Another factor in the study was the presence or absence of predator guards. These are additional structures or devices that attach to the entrance hole making it difficult for predators (like cats or raccoons and some birds) to be able to reach into the nest box. Predator guards are associated with increased nest survival. A bluebird nest box with a predator guard and additional food showed nest survival improved by about 5%.
The study results also suggest that additional feeding may be helpful for nestlings to make it through the earlier part of the breeding season when they are vulnerable to cool weather.
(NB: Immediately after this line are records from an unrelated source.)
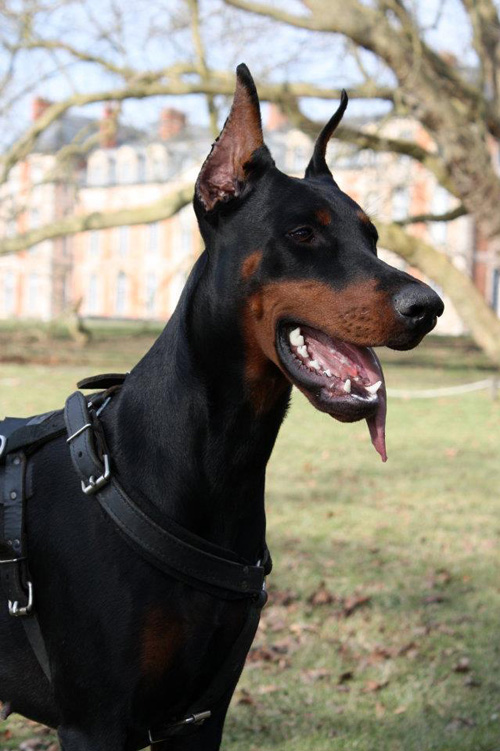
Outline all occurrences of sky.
[0,0,482,146]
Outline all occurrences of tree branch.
[286,99,457,195]
[394,205,467,227]
[0,185,193,255]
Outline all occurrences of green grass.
[0,334,500,751]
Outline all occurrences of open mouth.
[276,322,387,462]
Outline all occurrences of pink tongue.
[365,349,387,462]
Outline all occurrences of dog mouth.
[276,321,387,462]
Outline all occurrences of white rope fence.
[387,377,500,399]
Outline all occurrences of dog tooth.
[289,328,304,347]
[365,381,382,394]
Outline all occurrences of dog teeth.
[289,328,304,347]
[365,381,382,394]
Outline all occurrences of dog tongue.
[365,348,387,462]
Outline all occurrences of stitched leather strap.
[76,373,127,390]
[0,444,51,681]
[64,391,270,599]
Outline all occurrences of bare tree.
[0,0,500,363]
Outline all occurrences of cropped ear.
[305,89,349,177]
[195,64,274,211]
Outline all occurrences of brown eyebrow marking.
[241,250,262,281]
[316,209,332,227]
[357,209,371,224]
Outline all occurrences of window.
[26,274,39,315]
[170,271,187,311]
[115,271,128,316]
[3,271,16,315]
[137,154,146,183]
[118,159,132,184]
[89,230,101,256]
[148,222,160,253]
[118,227,130,258]
[429,185,450,245]
[491,269,500,318]
[108,157,116,185]
[30,209,40,229]
[87,274,99,315]
[179,206,193,260]
[290,146,308,172]
[392,186,410,222]
[146,271,158,315]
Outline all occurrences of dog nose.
[392,284,444,326]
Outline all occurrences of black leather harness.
[0,374,272,744]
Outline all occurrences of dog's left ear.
[305,89,349,177]
[195,64,274,211]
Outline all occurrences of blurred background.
[0,0,500,751]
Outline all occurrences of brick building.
[0,98,494,333]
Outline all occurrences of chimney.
[266,102,288,130]
[99,104,118,149]
[159,108,186,141]
[31,96,52,122]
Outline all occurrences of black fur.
[0,66,442,751]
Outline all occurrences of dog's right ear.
[195,64,274,211]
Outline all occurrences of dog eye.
[286,227,314,243]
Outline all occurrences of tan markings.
[244,280,401,413]
[241,250,262,281]
[141,607,183,680]
[357,209,371,224]
[316,209,332,227]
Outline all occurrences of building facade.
[0,99,494,333]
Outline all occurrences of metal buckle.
[9,582,33,618]
[66,422,92,443]
[148,709,212,743]
[82,454,111,495]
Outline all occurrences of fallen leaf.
[301,668,332,683]
[363,681,389,694]
[453,657,470,673]
[307,582,337,607]
[337,670,354,686]
[342,595,371,618]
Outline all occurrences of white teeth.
[289,328,304,347]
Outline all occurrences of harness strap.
[64,391,271,599]
[143,589,267,745]
[0,440,51,681]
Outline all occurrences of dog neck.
[107,254,290,560]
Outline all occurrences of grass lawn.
[0,332,500,751]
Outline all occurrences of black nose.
[392,283,444,328]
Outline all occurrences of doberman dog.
[0,65,443,751]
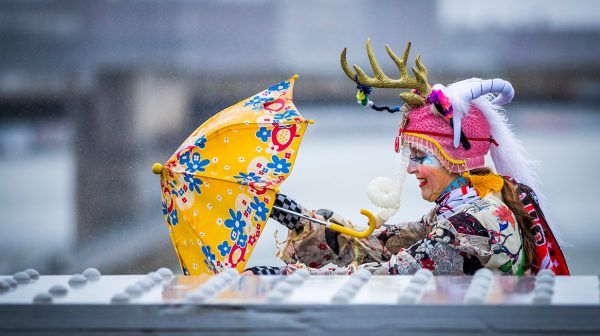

The Black-capped and Carolina Chickadees did not have higher nest survival when supplemental food was available. Another study found that Eastern Bluebird nestlings provided with additional food were 5.2% heavier as they approached fledging age. Research has shown that relatively heavy fledgling have a better likelihood of surviving their first year than nestlings of lighter weight. Black-capped Chickadees, once again, did not benefit even though they were provided live mealworms at nest boxes.
The researcher did not expect the results that showed so much difference between the bluebirds and chickadees. It is true that Eastern Bluebirds have a more limited diet; basically insects and fruit. Both species of Chickadees have a broader diet and therefore may not be as sensitive to food shortages during the breeding season. Even if they didn’t show the same results as the bluebird’s, surplus food may help them in the nonbreeding season.
Providing bluebirds with insect larvae may not be common, but it is growing in popularity among those who are especially intent on seeing the bluebird population increase.
Even though the breeding season is over for this year it is good to know more about our impact of feeding birds. In the U.S. as of 2018 there were more than 59 million people engaged in this hobby. Keep up the good work.